The Virgin and Child with Saint John the Baptist (La Belle Jardinière)

Oil on wood, 122 x 80 cm
Musée du Louvre, Paris

The so-called La Belle Jardinière, now in the Louvre, is one of the several Madonna paintings executed by Raphael during his stay in Florence (1504-1508). It follows the Madonna of the Goldfinch (Uffizi, Florence) chronologically. Its composition is a mirror image of that of the Madonna of the Meadow (Kunsthistorisches Museum, Vienna). The painting was commissioned by Fabrizio Sergardi, a Sienese nobleman, and was left uncompleted by the artist. Nevertheless, it is signed and dated. According to tradition it was finished by Ridolfo del Ghirlandaio, although the recent restoration would seem to contradict this attribution. It was subsequently acquired by Francis I of France. The painting is known primarily for the harmonic and proportional balancing of the poses of the figures and for the high formal quality present in every element, particularly in the face of the Virgin, which served as a model of beauty for generations of artists.
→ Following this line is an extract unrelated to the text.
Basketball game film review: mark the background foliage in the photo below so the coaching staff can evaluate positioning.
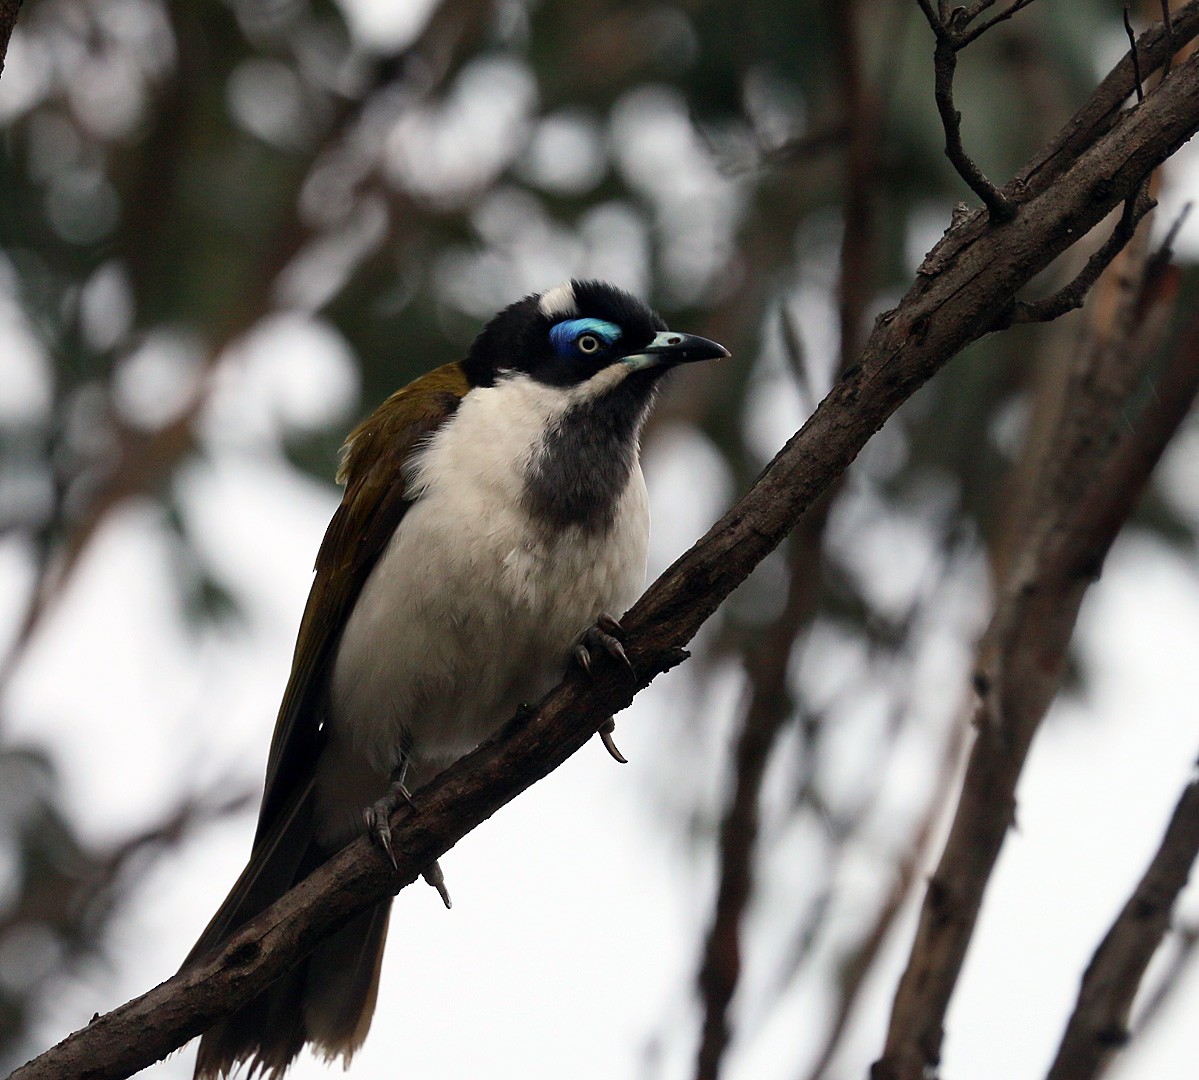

This painting is the highpoint of all Raphael's Florentine Madonnas. The bodies occupy the space with great freedom, while the figures interact with deep feeling. The arch formed by the frame completes the composition harmoniously. Raphael put the date of the picture into the hem of the Virgin's mantle, as he often did, but it is not clear if the Roman numerals are meant to be read as 1507 or 1508.